SBZ: Eu fui procurado pelo Márcio Braga [presidente do Flamengo] para a criação do Conselho de Clubes Formadores de Atletas, e uma das coisas que mais nos chateia é a total desconsideração do Comitê Olímpico para os clubes. De todos os atletas que foram para a Olimpíada de Pequim, 77% eram de clube. Só o Pinheiros tinha mais de 30 e o Minas mandou 12. O presidente do Pinheiros pediu uma credencial para ver um atleta dele. Não pediu passagem, hospedagem, nem nada. Só o ingresso. A resposta era que a credencial era só para autoridade. Quando volta de lá, ninguém fala no clube. Quem paga o Thiago [Pereira, nadador que ganhou oito medalhas no Pan de 2007]? Sou eu. Alguém falou do Minas? Eu até falei com o Galvão Bueno [narrador da Rede Globo] quando fui jantar com ele no Rio de Janeiro na época do Pan. ?Que história é essa de falar que ele é o menino de Volta Redonda? Ele é do Minas desde que tem 12 anos!? Essa é uma situação que acontece. Nós somos alijados, e somos parte da estrutura esportiva. O Márcio Braga foi ao COB pedir apoio, porque a situação dos esportes olímpicos lá está complicada, e ouviu que teria de esquecer porque o COB não acredita em clube no Brasil. Isso não vem de hoje. Acabaram de fazer uma festa para os atletas, e nós nem fomos convidados. Eu fui contemporâneo do [Carlos Arthur, presidente do COB] Nuzman no vôlei, então conheço ele e não é de hoje. Sempre tive bom relacionamento, e de uns tempos para cá ele começou a ignorar os clubes.

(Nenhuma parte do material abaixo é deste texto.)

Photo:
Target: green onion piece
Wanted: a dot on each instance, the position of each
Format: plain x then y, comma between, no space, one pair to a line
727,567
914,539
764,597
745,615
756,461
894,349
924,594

ME: E o que poderia ser modificado nesse panorama?

SBZ: Nós queremos falar que nós somos os responsáveis pela formação. Essa história de que escola forma atleta é brincadeira, porque eles não têm estrutura. Nós somos os grandes responsáveis e não somos reconhecidos por isso. Nós queremos participar dessa história. Porque todo o dinheiro vai para o COB e não vem nada para a gente? O Flamengo, por exemplo, está em um sufoco danado e é dono da maior história olímpica do Brasil, com o maior número de atletas olímpicos de todos os tempos, segundo eles mesmos. Quem é que vai fazer esporte nesse país? Essa é a grande miopia. Eu já escrevi um artigo questionando a política de esporte do país, que simplesmente não existe. O esporte tem demonstrado para todo mundo que é importante. Só que antigamente não tinha dinheiro, e agora tem. E foi pior que Atenas em termos de medalhas. Agora, quem está trabalhando aqui embaixo não ganha nada e nem é reconhecido. Quem trabalha na base, por enquanto, são os clubes. Hoje, até existem algumas universidades como a Ulbra e a Unisul que estão no alto rendimento, mas formação ainda é com a gente. Não tem nada a ver com a confederação.